Тогда они вспомнили о капитане. И сожаление пронзило их. Они упрекали друг друга в непокорности сдержанно и вполголоса.
Они снова прошли мимо холмов. До них долетел восточный ветер. Тогда они немного приободрились. Ускорили шаг.
Но вдруг они остановились и столпились вокруг животного, лежавшего на песке. Они глядели на него, как дети.
Оно судорожно простирало четыре руки. Это была маленькая бородатая обезьяна с жалкими глазами. Шерсть цвета смолы росла на спине и конечностях, на животе она была мышиного цвета. У нее был кривой позвоночник, может быть, вследствие ранения, и тощий зад. Два хорошеньких, нежно-розовых ушка украшали круглую головку без лба и без подбородка. Она все время стонала. Грелюш подошел и почтительно коснулся ее кончиками пальцев. Обезьянка подняла голову и взглянула на них. И они увидели, что у нее изъедена мордочка, вся в язвах и прыщах. На правом боку, на сухой ране, было немного запекшейся крови. Она пыталась встать, но не могла, и, хныча покатилась по земле.
Генуэзец, знавший травы, сделал ей примочку из листьев.
Люди повеселели. Жизнь воскресла в них. Смертельное недомогание исчезло. Они дышали и смеялись.

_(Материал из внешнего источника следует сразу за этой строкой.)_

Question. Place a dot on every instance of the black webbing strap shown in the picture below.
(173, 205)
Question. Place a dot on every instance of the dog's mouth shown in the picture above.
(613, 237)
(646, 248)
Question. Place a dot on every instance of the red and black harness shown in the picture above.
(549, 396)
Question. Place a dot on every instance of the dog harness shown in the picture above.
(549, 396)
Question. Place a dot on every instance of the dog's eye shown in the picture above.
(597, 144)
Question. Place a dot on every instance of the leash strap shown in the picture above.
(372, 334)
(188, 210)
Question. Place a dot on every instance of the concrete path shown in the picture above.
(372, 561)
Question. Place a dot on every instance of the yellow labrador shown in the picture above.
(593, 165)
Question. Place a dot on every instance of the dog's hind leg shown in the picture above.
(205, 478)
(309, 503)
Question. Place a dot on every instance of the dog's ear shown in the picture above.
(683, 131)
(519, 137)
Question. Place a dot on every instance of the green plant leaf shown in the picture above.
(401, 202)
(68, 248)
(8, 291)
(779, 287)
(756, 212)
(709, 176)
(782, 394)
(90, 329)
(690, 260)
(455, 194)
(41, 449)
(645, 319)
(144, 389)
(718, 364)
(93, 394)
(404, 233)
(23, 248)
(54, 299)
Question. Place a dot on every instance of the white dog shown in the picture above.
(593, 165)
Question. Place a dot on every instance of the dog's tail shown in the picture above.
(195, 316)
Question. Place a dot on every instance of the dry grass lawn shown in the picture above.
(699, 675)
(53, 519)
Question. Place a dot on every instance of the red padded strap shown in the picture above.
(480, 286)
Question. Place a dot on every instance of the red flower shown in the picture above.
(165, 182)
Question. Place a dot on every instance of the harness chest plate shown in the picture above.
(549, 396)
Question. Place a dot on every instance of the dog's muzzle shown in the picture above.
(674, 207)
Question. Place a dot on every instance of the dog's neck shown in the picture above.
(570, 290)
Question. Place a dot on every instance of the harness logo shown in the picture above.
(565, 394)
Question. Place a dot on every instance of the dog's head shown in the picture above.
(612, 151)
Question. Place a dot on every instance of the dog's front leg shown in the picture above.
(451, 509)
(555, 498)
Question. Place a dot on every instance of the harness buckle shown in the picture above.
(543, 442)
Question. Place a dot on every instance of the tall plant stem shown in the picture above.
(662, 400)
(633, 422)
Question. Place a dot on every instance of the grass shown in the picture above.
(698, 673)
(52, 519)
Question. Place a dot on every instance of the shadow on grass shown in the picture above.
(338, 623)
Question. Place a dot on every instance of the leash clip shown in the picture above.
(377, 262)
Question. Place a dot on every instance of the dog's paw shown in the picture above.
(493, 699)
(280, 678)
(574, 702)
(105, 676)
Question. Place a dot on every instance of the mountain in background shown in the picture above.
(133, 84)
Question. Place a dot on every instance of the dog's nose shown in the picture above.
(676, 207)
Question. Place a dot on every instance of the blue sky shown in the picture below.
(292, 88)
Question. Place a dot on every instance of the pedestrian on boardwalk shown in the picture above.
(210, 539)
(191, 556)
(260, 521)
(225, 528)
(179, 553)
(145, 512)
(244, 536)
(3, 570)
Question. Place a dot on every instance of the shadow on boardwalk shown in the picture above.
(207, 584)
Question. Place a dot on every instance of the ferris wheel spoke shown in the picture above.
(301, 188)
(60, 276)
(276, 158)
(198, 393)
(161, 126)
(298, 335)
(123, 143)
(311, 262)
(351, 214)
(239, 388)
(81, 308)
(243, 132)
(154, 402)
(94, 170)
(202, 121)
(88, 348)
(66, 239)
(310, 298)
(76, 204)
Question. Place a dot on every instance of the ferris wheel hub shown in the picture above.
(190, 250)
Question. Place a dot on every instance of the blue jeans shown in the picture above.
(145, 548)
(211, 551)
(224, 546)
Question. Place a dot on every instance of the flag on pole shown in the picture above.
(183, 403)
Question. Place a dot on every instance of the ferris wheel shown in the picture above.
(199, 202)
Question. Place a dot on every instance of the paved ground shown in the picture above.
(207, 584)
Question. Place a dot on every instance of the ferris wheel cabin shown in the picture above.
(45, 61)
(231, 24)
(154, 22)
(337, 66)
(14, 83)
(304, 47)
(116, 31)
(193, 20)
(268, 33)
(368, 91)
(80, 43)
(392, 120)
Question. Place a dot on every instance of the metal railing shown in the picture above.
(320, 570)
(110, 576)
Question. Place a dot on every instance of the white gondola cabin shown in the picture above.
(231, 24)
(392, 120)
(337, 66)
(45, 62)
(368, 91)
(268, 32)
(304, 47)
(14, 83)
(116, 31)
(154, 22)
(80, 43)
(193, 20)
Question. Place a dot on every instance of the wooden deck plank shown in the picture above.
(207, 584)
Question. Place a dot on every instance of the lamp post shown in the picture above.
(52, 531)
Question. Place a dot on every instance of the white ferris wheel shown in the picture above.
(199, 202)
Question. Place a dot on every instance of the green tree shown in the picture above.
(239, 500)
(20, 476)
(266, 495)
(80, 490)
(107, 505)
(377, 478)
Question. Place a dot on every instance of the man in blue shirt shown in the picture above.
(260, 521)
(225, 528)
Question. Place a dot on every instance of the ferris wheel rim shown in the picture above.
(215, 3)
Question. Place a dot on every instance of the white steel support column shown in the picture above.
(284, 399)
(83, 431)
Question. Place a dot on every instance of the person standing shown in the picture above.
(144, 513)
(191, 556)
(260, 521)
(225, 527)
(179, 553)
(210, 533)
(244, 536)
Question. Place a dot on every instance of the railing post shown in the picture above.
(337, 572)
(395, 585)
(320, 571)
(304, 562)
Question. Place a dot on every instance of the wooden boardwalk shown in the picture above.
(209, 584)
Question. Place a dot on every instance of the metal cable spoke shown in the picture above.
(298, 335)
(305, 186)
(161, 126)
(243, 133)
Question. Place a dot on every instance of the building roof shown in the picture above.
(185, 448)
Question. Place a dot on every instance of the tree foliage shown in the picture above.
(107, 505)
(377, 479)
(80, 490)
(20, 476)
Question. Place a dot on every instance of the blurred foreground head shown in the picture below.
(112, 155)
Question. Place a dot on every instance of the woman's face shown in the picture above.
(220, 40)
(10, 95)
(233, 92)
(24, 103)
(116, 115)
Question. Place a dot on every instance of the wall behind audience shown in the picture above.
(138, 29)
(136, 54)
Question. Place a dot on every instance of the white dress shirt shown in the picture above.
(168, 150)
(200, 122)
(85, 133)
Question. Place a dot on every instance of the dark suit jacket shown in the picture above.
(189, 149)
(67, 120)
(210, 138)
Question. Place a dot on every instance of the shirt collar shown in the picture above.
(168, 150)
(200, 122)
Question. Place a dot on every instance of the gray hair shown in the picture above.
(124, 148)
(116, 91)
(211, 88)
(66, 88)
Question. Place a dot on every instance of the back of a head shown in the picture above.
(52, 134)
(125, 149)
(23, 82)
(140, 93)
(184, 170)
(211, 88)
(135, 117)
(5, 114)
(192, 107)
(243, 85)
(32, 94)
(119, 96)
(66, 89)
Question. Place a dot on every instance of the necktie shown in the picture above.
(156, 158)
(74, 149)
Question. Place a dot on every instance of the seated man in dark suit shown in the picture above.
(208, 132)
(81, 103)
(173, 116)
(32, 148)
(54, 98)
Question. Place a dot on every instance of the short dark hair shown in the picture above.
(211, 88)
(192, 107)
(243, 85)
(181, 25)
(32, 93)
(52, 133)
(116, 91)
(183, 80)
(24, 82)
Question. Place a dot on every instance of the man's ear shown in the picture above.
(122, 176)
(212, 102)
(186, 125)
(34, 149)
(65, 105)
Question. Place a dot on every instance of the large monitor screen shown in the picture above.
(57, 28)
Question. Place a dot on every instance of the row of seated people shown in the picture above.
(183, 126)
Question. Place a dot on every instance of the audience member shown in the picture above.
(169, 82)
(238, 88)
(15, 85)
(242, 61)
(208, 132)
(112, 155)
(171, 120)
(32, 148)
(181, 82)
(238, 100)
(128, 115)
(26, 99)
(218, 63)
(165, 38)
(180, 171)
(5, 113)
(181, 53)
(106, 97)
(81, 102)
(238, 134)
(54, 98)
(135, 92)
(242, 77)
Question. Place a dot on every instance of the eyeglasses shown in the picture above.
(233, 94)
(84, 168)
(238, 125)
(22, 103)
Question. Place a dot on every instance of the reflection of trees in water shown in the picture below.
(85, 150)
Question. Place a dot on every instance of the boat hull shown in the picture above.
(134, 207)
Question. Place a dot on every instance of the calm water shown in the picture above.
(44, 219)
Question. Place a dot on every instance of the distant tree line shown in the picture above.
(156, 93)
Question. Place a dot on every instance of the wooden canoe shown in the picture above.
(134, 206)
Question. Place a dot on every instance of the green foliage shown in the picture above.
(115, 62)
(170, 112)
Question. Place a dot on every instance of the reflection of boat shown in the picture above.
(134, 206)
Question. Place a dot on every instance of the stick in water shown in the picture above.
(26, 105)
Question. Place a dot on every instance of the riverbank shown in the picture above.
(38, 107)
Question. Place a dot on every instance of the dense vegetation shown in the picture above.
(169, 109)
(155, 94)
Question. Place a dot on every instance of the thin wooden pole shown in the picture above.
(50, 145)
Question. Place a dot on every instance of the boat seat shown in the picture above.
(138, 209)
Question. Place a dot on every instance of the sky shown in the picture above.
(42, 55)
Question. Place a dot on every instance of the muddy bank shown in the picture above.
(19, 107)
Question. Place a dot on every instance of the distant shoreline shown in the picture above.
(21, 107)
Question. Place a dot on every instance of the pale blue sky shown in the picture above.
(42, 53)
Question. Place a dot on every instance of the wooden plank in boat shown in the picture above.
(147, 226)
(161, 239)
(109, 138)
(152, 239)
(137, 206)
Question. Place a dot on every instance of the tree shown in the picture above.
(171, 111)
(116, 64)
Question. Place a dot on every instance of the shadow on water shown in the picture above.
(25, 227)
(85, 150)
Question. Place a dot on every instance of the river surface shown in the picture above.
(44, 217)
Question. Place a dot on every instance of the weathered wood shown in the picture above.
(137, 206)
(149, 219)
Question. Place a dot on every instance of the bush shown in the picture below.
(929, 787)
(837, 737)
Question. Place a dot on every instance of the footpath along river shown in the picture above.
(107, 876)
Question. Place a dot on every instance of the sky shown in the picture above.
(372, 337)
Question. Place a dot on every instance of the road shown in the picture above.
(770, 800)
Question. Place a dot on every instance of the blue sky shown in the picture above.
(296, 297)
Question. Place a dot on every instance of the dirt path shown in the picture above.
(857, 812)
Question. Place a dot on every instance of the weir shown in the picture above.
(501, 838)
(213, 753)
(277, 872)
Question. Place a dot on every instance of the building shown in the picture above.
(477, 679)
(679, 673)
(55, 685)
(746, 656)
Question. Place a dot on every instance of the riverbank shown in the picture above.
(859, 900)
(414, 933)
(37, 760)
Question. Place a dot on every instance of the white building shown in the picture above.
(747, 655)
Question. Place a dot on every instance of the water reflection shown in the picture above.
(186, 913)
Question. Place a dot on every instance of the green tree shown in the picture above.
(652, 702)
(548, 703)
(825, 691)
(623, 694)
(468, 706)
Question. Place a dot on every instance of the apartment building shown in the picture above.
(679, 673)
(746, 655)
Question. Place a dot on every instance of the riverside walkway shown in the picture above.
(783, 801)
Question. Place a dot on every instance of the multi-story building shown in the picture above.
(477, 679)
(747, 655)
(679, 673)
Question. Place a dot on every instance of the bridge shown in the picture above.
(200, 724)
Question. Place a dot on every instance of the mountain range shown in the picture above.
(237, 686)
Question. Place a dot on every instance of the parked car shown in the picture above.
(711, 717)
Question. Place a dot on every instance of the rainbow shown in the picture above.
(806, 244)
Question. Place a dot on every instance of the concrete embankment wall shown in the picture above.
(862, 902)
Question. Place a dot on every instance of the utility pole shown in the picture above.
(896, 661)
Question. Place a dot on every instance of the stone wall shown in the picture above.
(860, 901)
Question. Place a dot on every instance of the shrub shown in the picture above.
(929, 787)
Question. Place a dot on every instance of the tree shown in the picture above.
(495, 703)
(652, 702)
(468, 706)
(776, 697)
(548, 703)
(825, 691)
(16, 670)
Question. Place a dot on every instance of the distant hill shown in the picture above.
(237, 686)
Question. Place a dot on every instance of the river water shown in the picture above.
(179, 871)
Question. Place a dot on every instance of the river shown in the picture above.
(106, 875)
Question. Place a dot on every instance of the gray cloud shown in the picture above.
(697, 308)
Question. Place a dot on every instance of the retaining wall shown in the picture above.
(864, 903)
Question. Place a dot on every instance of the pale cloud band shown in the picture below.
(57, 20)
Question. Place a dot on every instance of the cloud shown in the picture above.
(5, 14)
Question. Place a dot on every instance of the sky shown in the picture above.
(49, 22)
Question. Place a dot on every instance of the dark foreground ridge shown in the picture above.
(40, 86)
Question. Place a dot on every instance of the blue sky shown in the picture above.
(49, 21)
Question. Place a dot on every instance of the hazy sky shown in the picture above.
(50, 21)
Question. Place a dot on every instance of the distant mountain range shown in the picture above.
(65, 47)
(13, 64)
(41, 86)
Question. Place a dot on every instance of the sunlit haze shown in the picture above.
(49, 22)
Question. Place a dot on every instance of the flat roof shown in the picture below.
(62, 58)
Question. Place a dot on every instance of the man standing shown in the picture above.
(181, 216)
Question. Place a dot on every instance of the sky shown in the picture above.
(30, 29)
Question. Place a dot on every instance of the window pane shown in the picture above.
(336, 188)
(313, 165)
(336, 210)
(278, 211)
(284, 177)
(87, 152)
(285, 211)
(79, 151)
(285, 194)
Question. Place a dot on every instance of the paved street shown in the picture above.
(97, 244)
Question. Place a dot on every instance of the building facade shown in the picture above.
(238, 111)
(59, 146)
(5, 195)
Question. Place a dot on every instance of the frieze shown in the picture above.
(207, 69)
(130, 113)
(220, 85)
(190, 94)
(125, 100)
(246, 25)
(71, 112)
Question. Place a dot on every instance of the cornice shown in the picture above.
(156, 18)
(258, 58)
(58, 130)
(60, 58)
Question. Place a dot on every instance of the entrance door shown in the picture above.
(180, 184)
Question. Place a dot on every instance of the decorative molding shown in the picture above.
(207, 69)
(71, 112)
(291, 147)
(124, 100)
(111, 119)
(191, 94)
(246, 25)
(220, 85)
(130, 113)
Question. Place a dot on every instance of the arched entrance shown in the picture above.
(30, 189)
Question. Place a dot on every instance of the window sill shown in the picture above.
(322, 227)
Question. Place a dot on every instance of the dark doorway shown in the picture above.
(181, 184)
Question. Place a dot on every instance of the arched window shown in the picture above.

Они принесли чистой воды в горстях и Генуэзец обмыл раны животного. К обезьянке возвращались силы и ее порочность. Она таращила глаза вправо и влево, чтобы видеть всех. От удовольствия она чесала тощую грудь.
Тогда Бастард и Генуэзец сделали носилки из ветвей и осторожно перенесли на них обезьянку. Потом, подняв носилки на плечи, они пошли к берегу моря; все матросы следовали за ними, бодро хохоча во все горло...
Глава 9
ИЗГНАНИЕ НА МОРЕ
Наступала ночь, они зажгли большой костер из медовых лиан и стволов красного дерева. Чтобы он сильнее дымил, они подбрасывали в него прибитые к берегу ящики и тряпки. Еще они кидали в него влажные фуфайки и кожаные сандалии. Многие срезали бороды и швыряли их в огонь.
Они смутно ждали возвращения "Святой Эстеллы". Они мечтали о том, что Поль Жор не бросит их совсем. Он вернется за ними. Ночью, может быть, он увидит костер. Может быть, он поймет. Высокое пламя и дым поднимались к звездам. Мятежники мирно заснули.
Каравелла причалила в полночь, но они не слышали, потому что устали. Поль Жор сошел на берег и, видя, что они спят на песке, понял, что они раскаялись. Тогда он подошел и одного за другим разбудил их шлепками и тумаками, смеясь. А они, вскочив спросонок, и увидев своего капитана и красный фонарь на носу судна, приветствовали каравеллу.
Поль Жор уселся среди них. Им уже не хотелось спать. Капитан сказал им, что выловил третью фарфоровую бутылку, третье письмо Ла. И вдруг все почувствовали в своих сердцах странную любовь к Ла. Теплый воздух наполнял груди. Обезьянка спала. В этот час запахи деревьев пресны. Человек вдыхает тайну. Они уселись и с громкими криками потребовали письмо.